Tra le altre informazioni, premi, film, critiche e recensioni, ho trovato questa intervista, mi sembra che valga la pena:

http://lettura.corriere.it/news/ferrante-felice-di-non-esserci/

Soprattutto questa domanda, a cui potrei dare la stessa risposta, parola per parola:

Quanto c’è di autobiografico nella storia di Elena?

Se per autobiografia intende attingere alla propria esperienza per nutrire una storia di invenzione, quasi tutto.
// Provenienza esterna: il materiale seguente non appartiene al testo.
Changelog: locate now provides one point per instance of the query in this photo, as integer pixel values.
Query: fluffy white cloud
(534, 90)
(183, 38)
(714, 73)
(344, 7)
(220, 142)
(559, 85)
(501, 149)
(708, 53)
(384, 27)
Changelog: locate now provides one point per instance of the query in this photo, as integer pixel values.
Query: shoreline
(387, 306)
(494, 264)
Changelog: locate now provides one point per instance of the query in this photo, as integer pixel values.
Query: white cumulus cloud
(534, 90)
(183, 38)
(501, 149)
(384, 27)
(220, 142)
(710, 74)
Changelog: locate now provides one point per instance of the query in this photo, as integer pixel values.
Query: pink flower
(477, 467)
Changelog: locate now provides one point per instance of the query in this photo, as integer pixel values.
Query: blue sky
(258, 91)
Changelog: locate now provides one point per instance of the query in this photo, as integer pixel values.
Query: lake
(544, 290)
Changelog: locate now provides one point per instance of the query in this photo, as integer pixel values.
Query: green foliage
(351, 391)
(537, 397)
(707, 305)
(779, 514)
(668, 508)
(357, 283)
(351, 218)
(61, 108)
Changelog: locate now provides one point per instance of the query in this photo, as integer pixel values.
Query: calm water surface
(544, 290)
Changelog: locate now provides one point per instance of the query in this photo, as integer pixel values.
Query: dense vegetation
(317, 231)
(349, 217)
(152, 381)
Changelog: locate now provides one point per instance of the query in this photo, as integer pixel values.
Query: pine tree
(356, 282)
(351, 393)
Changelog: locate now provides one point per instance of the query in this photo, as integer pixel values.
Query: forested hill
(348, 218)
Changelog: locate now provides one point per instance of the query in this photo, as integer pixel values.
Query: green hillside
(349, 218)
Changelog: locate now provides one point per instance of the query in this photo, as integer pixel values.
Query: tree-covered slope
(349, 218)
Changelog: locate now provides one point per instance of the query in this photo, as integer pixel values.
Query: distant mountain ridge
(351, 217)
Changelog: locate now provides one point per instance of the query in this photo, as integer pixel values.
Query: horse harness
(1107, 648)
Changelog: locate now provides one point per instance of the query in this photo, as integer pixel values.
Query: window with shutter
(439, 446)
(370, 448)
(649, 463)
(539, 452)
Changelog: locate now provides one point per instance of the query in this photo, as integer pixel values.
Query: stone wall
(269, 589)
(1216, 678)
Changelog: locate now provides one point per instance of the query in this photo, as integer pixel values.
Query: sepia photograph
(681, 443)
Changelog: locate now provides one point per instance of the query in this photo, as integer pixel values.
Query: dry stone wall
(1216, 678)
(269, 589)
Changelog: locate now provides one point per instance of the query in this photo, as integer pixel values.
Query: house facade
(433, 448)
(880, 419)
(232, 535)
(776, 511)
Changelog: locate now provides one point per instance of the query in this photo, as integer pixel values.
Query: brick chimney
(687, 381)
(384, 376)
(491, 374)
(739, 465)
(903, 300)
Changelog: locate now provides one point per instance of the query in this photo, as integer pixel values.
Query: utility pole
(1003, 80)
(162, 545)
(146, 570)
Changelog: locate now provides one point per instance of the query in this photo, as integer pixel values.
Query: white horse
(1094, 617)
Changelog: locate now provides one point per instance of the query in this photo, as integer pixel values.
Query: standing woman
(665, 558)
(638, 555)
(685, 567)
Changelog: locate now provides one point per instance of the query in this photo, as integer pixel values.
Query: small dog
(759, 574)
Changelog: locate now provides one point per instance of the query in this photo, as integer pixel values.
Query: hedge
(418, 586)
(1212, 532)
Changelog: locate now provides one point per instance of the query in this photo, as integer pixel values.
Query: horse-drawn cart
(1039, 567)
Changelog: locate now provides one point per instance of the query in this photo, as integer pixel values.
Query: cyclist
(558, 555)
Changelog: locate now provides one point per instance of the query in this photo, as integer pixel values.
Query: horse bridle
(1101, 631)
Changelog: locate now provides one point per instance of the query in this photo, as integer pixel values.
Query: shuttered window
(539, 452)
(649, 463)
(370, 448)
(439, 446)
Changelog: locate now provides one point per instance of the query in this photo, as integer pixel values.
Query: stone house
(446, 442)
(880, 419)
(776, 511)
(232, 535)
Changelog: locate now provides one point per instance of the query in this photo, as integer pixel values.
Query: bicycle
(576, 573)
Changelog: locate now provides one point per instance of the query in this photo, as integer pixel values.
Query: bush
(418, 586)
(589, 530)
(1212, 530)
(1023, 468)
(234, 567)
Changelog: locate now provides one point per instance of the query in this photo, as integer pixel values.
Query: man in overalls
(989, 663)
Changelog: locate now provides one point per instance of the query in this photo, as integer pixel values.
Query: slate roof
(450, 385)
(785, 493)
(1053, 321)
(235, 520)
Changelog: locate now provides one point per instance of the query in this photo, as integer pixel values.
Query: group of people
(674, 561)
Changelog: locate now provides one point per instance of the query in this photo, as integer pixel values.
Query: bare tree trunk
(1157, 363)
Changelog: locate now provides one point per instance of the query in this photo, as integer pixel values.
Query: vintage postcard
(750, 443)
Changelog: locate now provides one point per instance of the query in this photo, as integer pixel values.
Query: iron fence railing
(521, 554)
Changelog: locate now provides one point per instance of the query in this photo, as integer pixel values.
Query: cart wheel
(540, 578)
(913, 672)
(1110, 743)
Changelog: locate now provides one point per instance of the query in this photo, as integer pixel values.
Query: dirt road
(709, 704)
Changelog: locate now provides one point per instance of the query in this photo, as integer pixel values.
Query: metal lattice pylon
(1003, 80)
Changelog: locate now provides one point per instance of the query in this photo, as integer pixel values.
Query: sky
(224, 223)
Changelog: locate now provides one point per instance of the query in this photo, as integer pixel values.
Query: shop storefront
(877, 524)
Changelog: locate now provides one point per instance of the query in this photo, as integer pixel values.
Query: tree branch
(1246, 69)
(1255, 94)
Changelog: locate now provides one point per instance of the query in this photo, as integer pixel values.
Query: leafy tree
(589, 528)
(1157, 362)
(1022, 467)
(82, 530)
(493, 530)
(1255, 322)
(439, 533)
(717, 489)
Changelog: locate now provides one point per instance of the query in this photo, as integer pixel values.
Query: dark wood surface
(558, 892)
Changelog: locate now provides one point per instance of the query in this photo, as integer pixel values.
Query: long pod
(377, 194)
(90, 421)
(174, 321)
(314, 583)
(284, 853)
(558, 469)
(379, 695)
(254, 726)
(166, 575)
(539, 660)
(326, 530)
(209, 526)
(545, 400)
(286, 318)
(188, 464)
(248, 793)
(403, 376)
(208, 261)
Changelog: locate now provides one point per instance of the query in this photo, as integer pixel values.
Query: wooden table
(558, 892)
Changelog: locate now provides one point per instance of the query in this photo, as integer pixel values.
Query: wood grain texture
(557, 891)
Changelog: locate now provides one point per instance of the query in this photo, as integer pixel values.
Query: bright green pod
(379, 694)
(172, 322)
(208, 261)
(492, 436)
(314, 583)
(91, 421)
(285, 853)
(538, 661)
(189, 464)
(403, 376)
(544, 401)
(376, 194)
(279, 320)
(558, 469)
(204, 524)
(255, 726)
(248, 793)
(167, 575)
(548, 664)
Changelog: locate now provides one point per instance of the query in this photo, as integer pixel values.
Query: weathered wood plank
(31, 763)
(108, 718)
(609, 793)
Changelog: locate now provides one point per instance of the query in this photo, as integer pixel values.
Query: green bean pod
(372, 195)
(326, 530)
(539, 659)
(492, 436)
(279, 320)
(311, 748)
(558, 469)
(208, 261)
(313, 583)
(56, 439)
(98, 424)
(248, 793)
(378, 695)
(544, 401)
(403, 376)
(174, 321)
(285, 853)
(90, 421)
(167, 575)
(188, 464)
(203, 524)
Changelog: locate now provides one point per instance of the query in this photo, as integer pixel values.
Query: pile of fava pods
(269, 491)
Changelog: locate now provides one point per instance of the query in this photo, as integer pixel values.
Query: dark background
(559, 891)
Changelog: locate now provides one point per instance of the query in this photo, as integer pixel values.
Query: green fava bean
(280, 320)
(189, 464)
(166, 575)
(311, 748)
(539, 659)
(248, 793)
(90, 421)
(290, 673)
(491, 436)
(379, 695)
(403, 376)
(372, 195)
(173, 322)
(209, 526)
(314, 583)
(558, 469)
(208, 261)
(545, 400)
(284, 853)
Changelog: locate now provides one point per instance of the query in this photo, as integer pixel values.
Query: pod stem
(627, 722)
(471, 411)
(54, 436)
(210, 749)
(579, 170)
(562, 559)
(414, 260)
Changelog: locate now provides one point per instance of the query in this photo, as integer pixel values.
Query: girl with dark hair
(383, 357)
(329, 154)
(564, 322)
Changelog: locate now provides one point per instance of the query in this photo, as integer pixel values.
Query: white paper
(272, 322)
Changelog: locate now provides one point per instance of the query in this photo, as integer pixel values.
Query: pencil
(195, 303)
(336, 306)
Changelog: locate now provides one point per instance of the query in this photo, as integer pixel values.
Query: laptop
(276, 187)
Se invece mi sta chiedendo se racconto le mie personalissime vicende, niente.

Storia del nuovo cognome

Storia del nuovo cognome

Ho letto in un baleno anche il secondo volume, una cinquecentina di pagine, e mantengo lo stesso giudizio, sebbene con meno stupore.

C'è uno iato tra le vicissitudini del plot, che si potrebbe definire come il classico romanzo d'appendice dai toni sentimentali, avvincente, ricco di colpi di scena e incentrato sulle vicende di varie famiglie appartenenti alla stessa comunità, il "rione", e la scrittura che invece è moderna, con una linea temporale frastagliata, ricorsiva, torna sugli stessi episodi, si contraddice, ne capovolge il senso, smentisce le agnizioni, smentisce le smentite.

Mi sono fatta un'altra notte bianca a adesso ho le occhiaie nere come un panda.

Edit 2018: il fatto che oggi si sappia il nome vero di Elena Ferrante è per me un fatto di nessuna rilevanaza, confermo quanto detto sopra, anche se ho trovato affascinante il modo in cui Claudio Gatti, giornalista d'inchiesta del Ilsole24ore, abbia scoperto l'identità segreta dell'autrice.